Cash Is Right On The Money

by BILL WADDELL

More years ago than I care to admit, I was first trying to get my arms around what Toyota was doing - we knew it as JIT back in those murky days before Jim Womack et al coined the term 'Lean' - and an invaluable mentor who helped me enormously was a fellow by the name of Cash Powell.  He taught me a lot, listened patiently to my first hair-brained concepts of what was behind Toyota's success, and he orchestrated my first speaking engagements through the Dayton, Ohio APICS chapter.  Cash is still at it and I am sure that a long list of young manufacturing and supply chain people in and around Dayton are reaping the benefits of Cash's wisdom and generosity, much the same as I did.

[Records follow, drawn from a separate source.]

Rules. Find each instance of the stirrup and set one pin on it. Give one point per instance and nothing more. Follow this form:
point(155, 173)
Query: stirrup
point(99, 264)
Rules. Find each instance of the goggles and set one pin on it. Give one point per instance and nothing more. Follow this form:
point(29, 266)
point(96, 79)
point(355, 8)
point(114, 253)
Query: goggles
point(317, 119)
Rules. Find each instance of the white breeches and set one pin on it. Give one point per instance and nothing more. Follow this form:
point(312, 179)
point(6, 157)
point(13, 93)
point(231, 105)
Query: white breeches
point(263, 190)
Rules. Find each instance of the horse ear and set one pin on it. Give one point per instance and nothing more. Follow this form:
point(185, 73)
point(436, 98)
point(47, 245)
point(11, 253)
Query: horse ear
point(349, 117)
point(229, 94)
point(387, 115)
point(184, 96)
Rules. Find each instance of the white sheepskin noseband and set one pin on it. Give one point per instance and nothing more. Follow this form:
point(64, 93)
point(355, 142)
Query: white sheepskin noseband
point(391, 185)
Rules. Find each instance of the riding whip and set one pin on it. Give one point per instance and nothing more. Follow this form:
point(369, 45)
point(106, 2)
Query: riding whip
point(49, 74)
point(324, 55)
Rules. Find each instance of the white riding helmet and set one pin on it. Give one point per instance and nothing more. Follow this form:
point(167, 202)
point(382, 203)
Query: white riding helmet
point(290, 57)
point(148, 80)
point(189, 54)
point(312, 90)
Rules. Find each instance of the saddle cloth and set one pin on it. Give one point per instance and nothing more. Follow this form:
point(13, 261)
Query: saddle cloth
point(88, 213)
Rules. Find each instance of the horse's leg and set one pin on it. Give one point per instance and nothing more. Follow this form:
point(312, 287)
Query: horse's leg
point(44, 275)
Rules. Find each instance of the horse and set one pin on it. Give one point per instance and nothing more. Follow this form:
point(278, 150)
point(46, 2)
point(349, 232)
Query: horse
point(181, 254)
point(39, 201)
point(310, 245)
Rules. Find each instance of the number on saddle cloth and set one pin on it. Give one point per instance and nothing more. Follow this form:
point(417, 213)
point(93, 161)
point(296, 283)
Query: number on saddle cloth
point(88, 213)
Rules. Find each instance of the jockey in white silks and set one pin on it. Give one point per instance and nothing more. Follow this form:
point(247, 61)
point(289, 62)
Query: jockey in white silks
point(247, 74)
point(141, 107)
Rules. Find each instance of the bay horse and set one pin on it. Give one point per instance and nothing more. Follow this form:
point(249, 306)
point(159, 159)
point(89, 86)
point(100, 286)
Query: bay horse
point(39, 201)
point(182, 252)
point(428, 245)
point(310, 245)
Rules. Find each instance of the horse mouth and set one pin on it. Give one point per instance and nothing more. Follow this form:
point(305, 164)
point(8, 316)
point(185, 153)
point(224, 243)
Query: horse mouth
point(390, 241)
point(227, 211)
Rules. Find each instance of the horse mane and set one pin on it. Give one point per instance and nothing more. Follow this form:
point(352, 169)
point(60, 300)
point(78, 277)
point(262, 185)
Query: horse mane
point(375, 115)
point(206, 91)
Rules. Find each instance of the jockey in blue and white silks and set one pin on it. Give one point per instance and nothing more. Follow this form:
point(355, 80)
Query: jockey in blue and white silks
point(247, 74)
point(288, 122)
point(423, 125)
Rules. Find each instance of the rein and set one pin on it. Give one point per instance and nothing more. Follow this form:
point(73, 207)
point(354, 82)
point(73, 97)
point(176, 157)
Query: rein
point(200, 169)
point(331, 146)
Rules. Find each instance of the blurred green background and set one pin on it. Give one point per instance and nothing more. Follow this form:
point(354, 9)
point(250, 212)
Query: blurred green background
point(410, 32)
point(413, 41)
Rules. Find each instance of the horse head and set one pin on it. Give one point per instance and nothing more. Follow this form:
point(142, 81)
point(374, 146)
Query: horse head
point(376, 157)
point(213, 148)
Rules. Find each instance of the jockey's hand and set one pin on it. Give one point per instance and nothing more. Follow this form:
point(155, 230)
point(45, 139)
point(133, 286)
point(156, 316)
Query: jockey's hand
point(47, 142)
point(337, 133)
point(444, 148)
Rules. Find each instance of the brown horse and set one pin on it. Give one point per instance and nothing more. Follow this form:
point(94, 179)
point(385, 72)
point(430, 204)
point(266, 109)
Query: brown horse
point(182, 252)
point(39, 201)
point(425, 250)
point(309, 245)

He offered a comment to my recent post Lean Is Not As Simple As ABC that deserves much more prominence than the comments section of last week's post.  He wrote:

"Bill, The lean experts know this already but Wall Street hasn't caught up yet. I knew there was a reason I kept this WSJ article, July 21, 2005, "GM Reports Net Loss of $286 Million." GM offered an employee discount in June at retail level of 224,000 vehicles thereby reducing inventories by about 18 %. However,the article goes on to say " GM books revenue on production, not retails sales. Its second-quarter North American production was down by 142,000 vehicles, or about 10%. GM moved inventory at the expense, [repeat expense] of moving vehicles directly off the assembly line. If we had kept inventories at the high level, we would have been break even for the quarter." This occurred about three years after a 100 year old, publicly owned, well respected machine tool builder in Ohio was purposely building inventories, at the direction of the CEO, in the spring of 2002 so the profit figures would look good for Wall Street by June 30. They, too, went Chapter 11 and are sold. In the wake of the past few years, has the FASB caught up with lean accounting? Until they do and Wall Street does, and the universities, the public companies will be where they have always been."

I do not believe that anyone has ever made a fundamental point about lean any better or any clearer than Cash did.

GM has done as much or more Lean stuff in their factories as anyone, and you all know the results.  Without a fundamental change in accounting, along with the management processes accounting drives such as performance metrics and the organizational structure, no company can be truly lean.  That is, no company is going to get long term Toyota-like results.

This is why I am a nay-sayer when it comes to what has recently been called Lean-Lite on these pages.  GM was way beyond Lean-Lite.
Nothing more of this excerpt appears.